Ela vinha toda maluca, com aquelas perninhas saltitantes por cima da cama, e acordava todos da vizinhança, com seu sorriso alto. Ela me dava aquele beijo doce, pendurava a bolsa colorida no cabide das roupas, sempre no mesmo lugar errado.
Ela tinha a chave da casa, ela sabia de tudo, ela invadia todos os lugares aonde chegava, e todo mundo amava seu jeito. Aqueles olhos contentes, eu sei que naqueles olhos havia um brilho, que faiscava quando ela passava pela porta e me acordava, enchendo o quarto de beijos e carinho.
Ela entrava, e já ia tirando os sapatinhos, deixando-os pelo meio da sala. Tirava o casaco, jogava-o no sofá, e sempre parava contemplando-se no espelho, mexia nos longos cabelos negros, escondia a alça do sutiã que sempre ficava a mostra, em suas camisetas, limpava o lápis preto borrado, apertava as bochechas, então me flertava, com aqueles seus olhos de lince.
Durante esse ritual, eu ficava na porta do quarto, sempre a espreita com olhos curiosos, ela era linda, e eu sei que nunca foi preciso nenhum ritual para deixá-la como era, mas ela sempre o fazia, com uma religiosidade natural. Ela me olhava, com o sorriso de canto de boca, que apenas eu sei como era lindo. Abraçava-me, doce e sorrateira, como um gato com fome...
Ah, aquele abraço, quanta doçura havia naquele abraço... Ela suspirava, sussurrava em meus ouvidos, e eu era dela, apenas dela, eu era seu refém, mãos atadas, olhos vendados, despido de tudo.

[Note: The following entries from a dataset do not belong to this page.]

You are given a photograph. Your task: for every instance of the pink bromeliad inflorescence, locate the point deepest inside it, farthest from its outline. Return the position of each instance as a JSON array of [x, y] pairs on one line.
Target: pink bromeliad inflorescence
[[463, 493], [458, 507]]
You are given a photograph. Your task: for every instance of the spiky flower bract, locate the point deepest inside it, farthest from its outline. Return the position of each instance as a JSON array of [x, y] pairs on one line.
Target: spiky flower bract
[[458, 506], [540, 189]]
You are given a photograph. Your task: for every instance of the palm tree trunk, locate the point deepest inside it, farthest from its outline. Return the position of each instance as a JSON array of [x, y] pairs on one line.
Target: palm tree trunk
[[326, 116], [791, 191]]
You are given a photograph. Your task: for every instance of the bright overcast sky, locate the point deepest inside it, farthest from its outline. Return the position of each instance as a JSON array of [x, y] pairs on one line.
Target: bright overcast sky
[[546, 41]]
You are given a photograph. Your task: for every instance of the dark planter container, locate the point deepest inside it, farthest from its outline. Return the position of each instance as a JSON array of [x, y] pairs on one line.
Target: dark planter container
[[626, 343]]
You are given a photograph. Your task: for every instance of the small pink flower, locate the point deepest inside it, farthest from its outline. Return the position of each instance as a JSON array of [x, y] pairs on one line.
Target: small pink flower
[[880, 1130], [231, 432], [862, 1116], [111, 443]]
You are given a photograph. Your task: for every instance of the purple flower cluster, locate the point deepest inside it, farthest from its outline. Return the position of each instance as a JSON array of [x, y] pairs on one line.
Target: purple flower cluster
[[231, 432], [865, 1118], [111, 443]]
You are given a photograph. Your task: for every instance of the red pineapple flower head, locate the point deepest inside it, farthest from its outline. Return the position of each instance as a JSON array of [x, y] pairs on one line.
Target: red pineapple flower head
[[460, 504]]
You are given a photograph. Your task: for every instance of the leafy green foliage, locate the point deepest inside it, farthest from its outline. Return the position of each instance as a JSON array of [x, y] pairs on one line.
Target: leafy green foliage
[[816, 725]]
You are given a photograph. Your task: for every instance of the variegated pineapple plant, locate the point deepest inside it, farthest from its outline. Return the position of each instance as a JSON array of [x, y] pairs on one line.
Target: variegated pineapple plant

Ela nunca se deixou ser minha, mas eu... Ah, eu sempre fui dela! Eu, meu cachorro, minha casa, meu jardim, minhas roupas, ela vestia minhas roupas, quando ficava aqui.
Ela tinha tudo, no momento que seus lábios tocavam os meus. Seu perfume ficava em todas as minhas roupas, ela era a liberdade em movimento, a constante inconstância, ela era a doçura, tinha o cuidado. Ela sabia me fazer feliz, com todas as possíveis maneiras que se possa catalogar.
Ela me encurralava na cozinha, me enchia de trigo, e acabávamos pedindo comida pelo telefone. Ela tinha os olhos cor de céu, o sorriso cor de mar, a pele, cor de anjo, a felicidade cor de paz. Ela, meus vizinhos, meus pais, ate meu gato, sabia que eu era dela, que eu era refém daquelas mãos delicadas.
Existia apenas uma coisa minha que não era dela, esses eram meus sonhos, eles eram ela. Eram tê-la para sempre, morando na minha casa, acordando ao meu lado, assistindo TV, com o pote de sorvete de chocolate, no colo. Meu sonho, tirou-a de mim.